プロローグ
「いったい、どういうことだ」
酒場の外、壁を挟んだ向こう側から聞こえてくる楽しい声とは対照的に、こちらを見つめてくる視線も問いかけられる声も、全てにどこか鋭さがあった。
「え、っと……」
目の前の人物と目を合わせていられなくて思わず逸らした視線の先には、普段とは違う男性用の服を着た腕。反対側も同じように壁に手をついて、逃がさないという意思を強く感じる。
今この場を誰かに見られたら、恋人同士の秘密の逢瀬に思われるのかもしれないけれど。実際には、そんなロマンチックな状況とは正反対で。
「答えろ。いったいどんな理由があって、俺の店の従業員が夜に酒場で働くような事態になるんだ」
「それは、その……」
どちらかといえば、今の私は追い詰められた獲物の気分。もしくは犯罪を問い詰められている、犯人の心境のようなものだった。

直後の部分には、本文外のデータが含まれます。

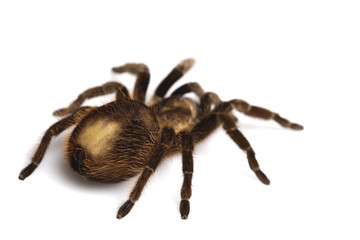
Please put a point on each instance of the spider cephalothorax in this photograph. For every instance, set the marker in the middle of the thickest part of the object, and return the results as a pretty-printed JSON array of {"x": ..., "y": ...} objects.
[{"x": 125, "y": 137}]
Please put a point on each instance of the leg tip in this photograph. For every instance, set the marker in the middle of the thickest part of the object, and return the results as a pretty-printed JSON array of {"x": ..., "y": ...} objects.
[
  {"x": 21, "y": 177},
  {"x": 27, "y": 171},
  {"x": 184, "y": 209},
  {"x": 60, "y": 112},
  {"x": 296, "y": 126},
  {"x": 125, "y": 209},
  {"x": 262, "y": 177}
]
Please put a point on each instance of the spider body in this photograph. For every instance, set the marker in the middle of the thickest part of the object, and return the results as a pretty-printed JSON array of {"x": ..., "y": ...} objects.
[
  {"x": 125, "y": 138},
  {"x": 112, "y": 143}
]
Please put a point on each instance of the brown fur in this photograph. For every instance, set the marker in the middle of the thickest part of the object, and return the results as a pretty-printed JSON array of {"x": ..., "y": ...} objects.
[{"x": 125, "y": 138}]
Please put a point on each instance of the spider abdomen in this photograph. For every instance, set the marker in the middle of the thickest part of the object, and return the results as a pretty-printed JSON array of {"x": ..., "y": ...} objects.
[{"x": 112, "y": 143}]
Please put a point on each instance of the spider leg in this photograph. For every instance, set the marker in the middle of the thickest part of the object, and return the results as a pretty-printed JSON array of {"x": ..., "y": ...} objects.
[
  {"x": 258, "y": 112},
  {"x": 107, "y": 88},
  {"x": 53, "y": 131},
  {"x": 187, "y": 88},
  {"x": 187, "y": 168},
  {"x": 166, "y": 138},
  {"x": 175, "y": 74},
  {"x": 209, "y": 123},
  {"x": 234, "y": 133},
  {"x": 142, "y": 78}
]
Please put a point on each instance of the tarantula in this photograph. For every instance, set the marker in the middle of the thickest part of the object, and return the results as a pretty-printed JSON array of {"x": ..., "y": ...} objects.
[{"x": 124, "y": 138}]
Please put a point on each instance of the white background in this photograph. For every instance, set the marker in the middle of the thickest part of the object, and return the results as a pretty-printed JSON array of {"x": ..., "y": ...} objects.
[{"x": 298, "y": 58}]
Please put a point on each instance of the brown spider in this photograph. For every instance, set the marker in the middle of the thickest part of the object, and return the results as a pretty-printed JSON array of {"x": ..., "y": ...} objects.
[{"x": 124, "y": 138}]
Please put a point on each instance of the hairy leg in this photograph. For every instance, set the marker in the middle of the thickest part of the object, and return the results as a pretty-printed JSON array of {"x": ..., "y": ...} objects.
[
  {"x": 206, "y": 126},
  {"x": 109, "y": 87},
  {"x": 53, "y": 131},
  {"x": 234, "y": 133},
  {"x": 142, "y": 78},
  {"x": 258, "y": 112},
  {"x": 171, "y": 78},
  {"x": 166, "y": 138},
  {"x": 187, "y": 168}
]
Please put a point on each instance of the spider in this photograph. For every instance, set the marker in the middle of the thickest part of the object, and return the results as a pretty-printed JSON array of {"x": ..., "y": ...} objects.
[{"x": 126, "y": 137}]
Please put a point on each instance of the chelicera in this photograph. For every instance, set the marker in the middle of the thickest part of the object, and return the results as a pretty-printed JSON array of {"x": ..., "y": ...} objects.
[{"x": 126, "y": 137}]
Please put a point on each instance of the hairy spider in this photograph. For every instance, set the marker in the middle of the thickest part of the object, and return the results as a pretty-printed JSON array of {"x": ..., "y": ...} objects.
[{"x": 124, "y": 138}]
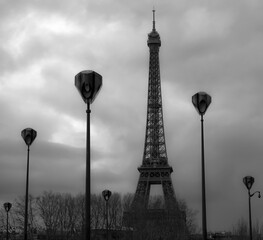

当然のことながら、私はそのどちらでもない。肉食の動物によく狩られているような、リスでもネズミでもウサギでもなく、そもそも人間なのだし。犯罪を犯した記憶だって、どこにもないのだから。
ただ、相手は男性でありながらとてつもない美人さんなので、どうしても強い視線を向けられると余計に凄みが増して、結果的に追い詰められている気分になってしまっているというだけなのだけれど。
(むしろ、どうしてこんなことになってるの!?)
普段、昼間の明るい光の中で見ている時とは少し違う色合いにも見える、不思議な瞳に見つめられながら。私は現実逃避のように、ここまでの出来事を思い返していた。